Vote, Vote, Vote for…
…someone. That’s the choice facing American citizens lucky enough to be registered in locations with off-year elections. Pittsburgh, PA, current legal home of this correspondent, happens to be one of these odd-year-cycle places, and so it’s local political ads season. And what a season: the Post Tribune wrap-up coverage pulls out “vitriolic” as well as the more expected “attacking each other” in their latest lede. I’ve been most concerned with the public library referendum, but what caught my eye regarding the major race was Republican county executive candidate D. Raja’s slogan.
“Not a politician” really says something, doesn’t it? The Washington outsider is a longstanding rhetorical move, granted, but I’m not sure I’ve seen it made this clearly in a campaign for political office. I’m curious about the choice.
For one, this is the use of “not.” Not X framing is difficult, particularly because you are still working in the frame of those calling you X.

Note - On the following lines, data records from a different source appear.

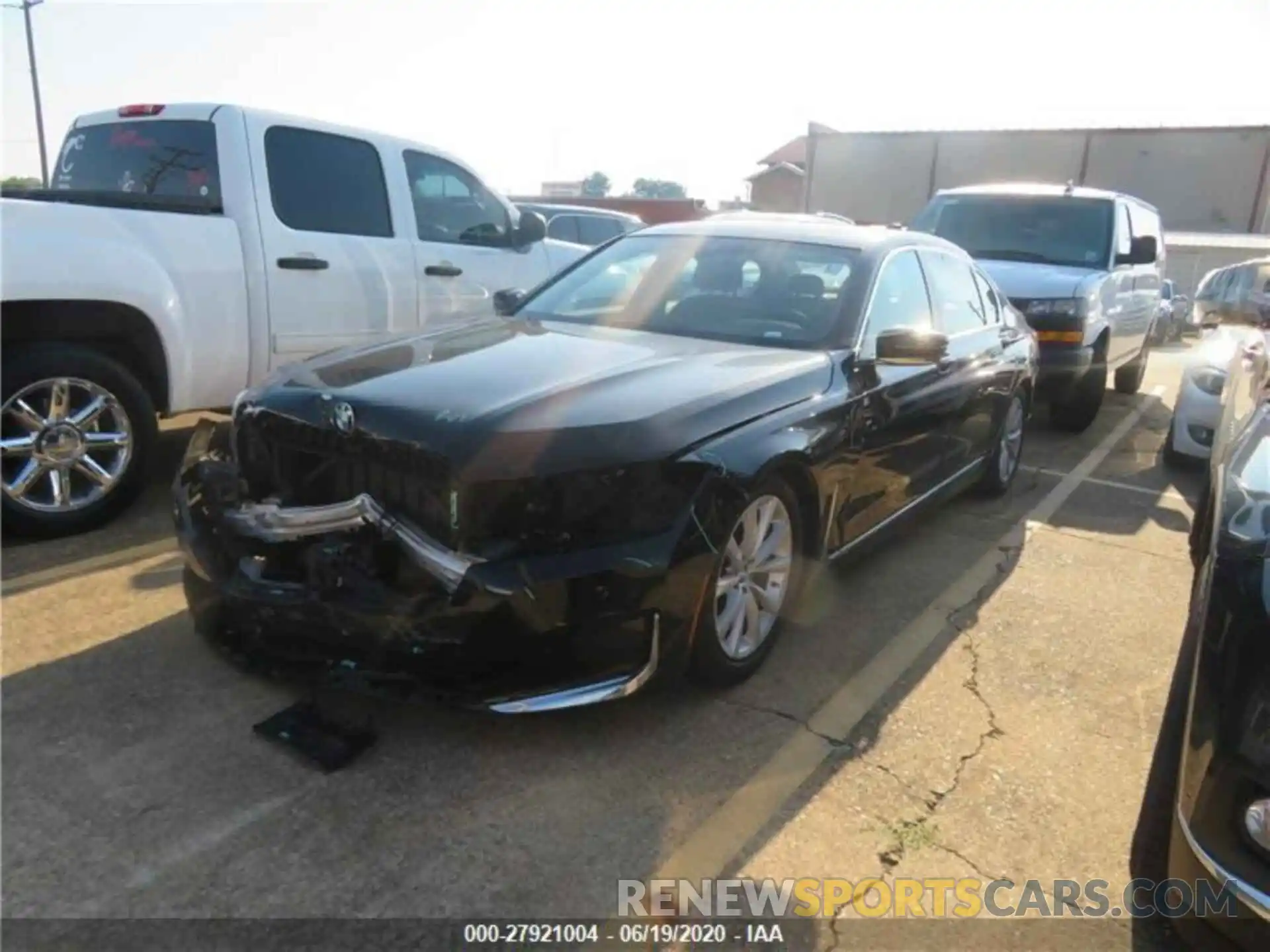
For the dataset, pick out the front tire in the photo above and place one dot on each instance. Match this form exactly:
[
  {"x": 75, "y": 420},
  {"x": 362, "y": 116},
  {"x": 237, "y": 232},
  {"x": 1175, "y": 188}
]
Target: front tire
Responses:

Then there is the counter-intuitive nature of the claim—he’s not a politician even though he is running for one political office and served as a Mt. Lebanon commissioner previously. This move seems to rely on dissociation, a rhetorical feature Doug eloquently discusses here, and I less so here. In short, Raja breaks the link we would normally make between holding political office and being a politician. I think it only works if we also grant that one can take political office and avoid becoming a politician—withstand the corrupting force of power or compromise. But perhaps that is where my first point comes into play. As people come to forget the “not” in the slogan, they end with Raja, a politician. Probably a Republican politician. And since the issue-based differences between Raja and his Democratic opponent Fitzgerald are minimal, maybe partisan politics will end up being the deciding factor.
If you want to know more:
- For the idea of frames and how to counter them, there is George Lakoff’s introductory guide: Don’t Think of an Elephant. The title generally makes his (and my) point.
- For more on dissociation, there is The New Rhetoric.